NEW YORK (GenomeWeb) – Rheonix announced today it has received an administrative supplement to an existing Small Business Innovation Research Phase I/II grant to develop an automated assay for Zika virus and infection.
The award, which totals $656,414, was granted to Rheonix and collaborators at the New York University College of Dentistry by the National Institute of Dental and Craniofacial Research of the National Institutes of Health.
"The Zika virus appears to disappear from blood in six to 10 days, but is still detectable in saliva and urine," Daniel Malamud, Rheonix's collaborator at NYUCD said in a statement. "Anti-Zika antibodies can be detected several days after infection. A combined RNA and antibody test will enable detection of both early and late Zika virus infections."
The Zika test will build on a successful collaboration between Rheonix and NYUCD to develop a "self-confirming" dual assay for HIV antibodies and viral RNA in a single specimen, Rheonix said.

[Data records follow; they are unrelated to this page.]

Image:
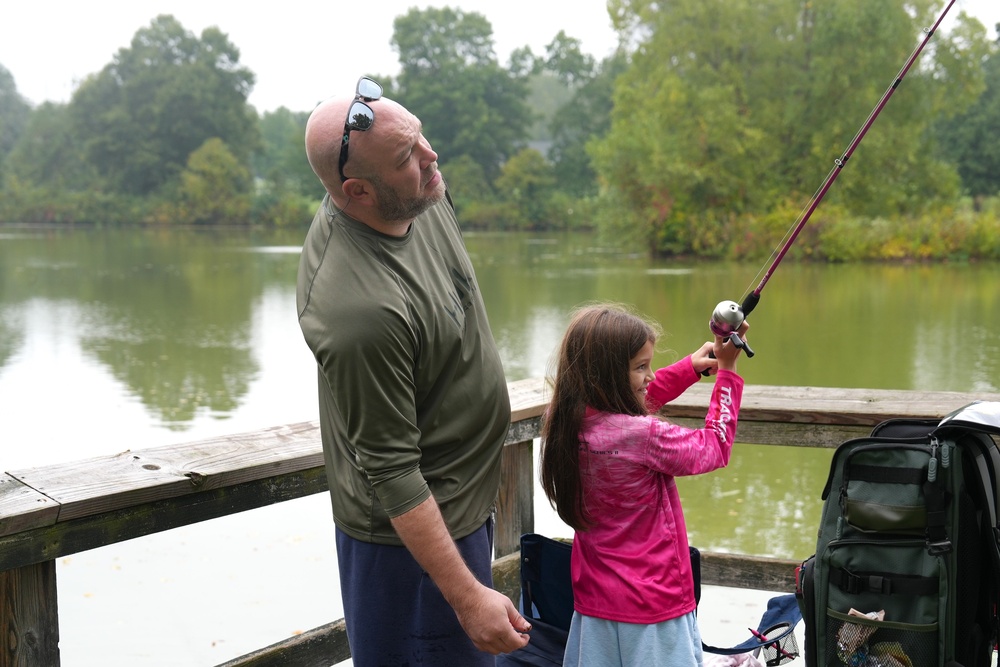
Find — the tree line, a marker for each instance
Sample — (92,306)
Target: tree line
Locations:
(704,134)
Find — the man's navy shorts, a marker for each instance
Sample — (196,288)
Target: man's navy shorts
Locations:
(395,614)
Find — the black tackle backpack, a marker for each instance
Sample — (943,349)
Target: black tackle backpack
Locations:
(907,565)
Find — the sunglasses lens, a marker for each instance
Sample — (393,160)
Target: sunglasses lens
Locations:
(360,117)
(368,89)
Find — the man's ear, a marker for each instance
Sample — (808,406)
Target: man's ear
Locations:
(360,191)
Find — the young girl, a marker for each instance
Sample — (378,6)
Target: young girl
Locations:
(608,467)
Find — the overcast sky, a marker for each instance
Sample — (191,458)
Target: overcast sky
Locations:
(300,51)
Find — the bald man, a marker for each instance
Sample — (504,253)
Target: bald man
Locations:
(412,395)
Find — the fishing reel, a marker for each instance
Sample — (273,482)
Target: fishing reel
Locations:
(726,321)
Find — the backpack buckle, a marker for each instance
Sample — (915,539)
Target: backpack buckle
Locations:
(939,547)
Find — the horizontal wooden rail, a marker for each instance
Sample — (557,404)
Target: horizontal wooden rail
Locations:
(53,511)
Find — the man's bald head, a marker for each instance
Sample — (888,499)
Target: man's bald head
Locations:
(324,134)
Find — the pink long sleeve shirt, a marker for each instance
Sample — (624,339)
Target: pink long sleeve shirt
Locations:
(633,564)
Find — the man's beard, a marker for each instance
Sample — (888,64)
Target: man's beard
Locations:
(393,208)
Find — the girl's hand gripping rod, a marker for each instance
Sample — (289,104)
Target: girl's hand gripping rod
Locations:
(729,315)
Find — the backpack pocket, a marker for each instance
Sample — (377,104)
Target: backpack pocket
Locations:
(895,591)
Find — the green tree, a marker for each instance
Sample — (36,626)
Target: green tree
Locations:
(584,118)
(49,153)
(731,106)
(451,80)
(526,183)
(158,101)
(214,187)
(281,161)
(14,112)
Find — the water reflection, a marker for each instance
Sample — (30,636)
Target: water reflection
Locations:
(129,336)
(118,339)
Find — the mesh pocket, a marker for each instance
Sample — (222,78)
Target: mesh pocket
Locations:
(859,642)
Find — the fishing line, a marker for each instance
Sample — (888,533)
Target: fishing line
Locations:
(729,315)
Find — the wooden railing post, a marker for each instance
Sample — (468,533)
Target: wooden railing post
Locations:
(29,616)
(516,500)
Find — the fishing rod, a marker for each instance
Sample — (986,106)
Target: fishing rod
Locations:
(729,315)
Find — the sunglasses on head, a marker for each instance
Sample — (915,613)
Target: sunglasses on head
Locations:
(359,117)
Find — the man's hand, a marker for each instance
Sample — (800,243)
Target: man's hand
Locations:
(491,621)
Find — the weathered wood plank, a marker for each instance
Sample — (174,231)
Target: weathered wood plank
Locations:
(826,405)
(29,621)
(528,398)
(756,572)
(89,532)
(319,647)
(515,500)
(108,483)
(327,644)
(22,507)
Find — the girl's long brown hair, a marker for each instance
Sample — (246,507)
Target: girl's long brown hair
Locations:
(592,370)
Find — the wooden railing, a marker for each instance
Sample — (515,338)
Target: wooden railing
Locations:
(50,512)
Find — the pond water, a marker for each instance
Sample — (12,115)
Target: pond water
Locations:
(127,339)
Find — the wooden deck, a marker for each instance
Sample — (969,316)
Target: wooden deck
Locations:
(53,511)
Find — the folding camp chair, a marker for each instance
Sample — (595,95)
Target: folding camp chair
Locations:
(547,601)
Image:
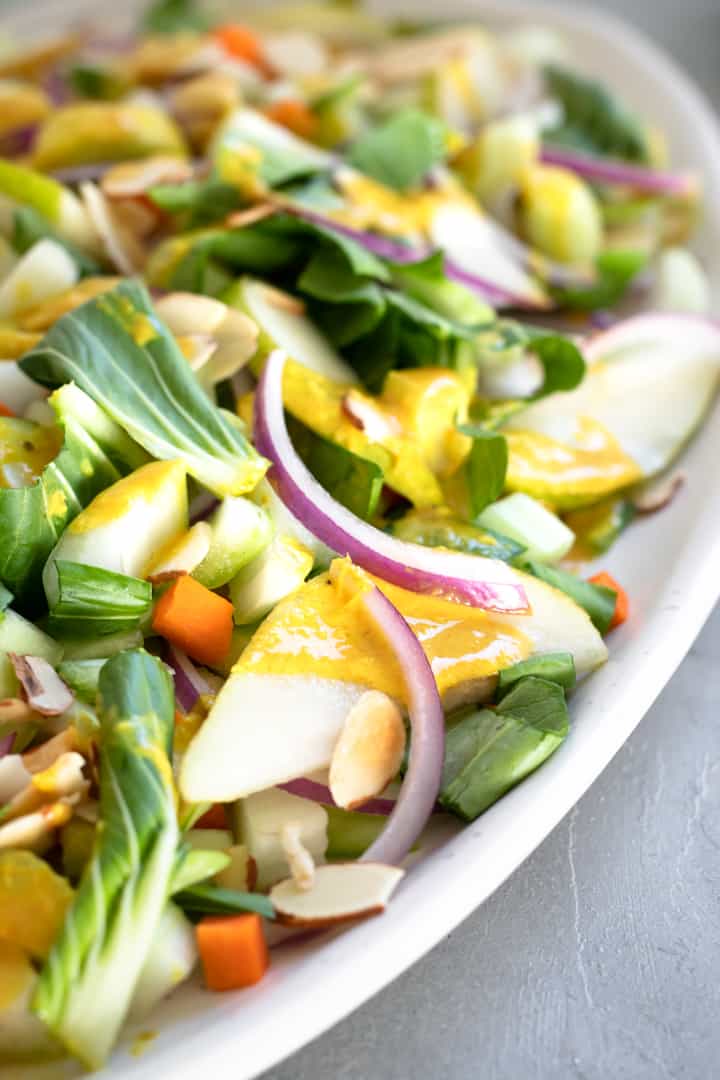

The test will be based on the company's CARD cartridge and the Encompass Optimum workstation. It requires a small amount of raw saliva or blood sample and performs automated extraction, purification, amplification, and detection. Rheonix's HIV test uses reverse-transcription loop-mediated isothermal amplification, but the firm has not specified how it will amplify nucleic acids in the Zika test.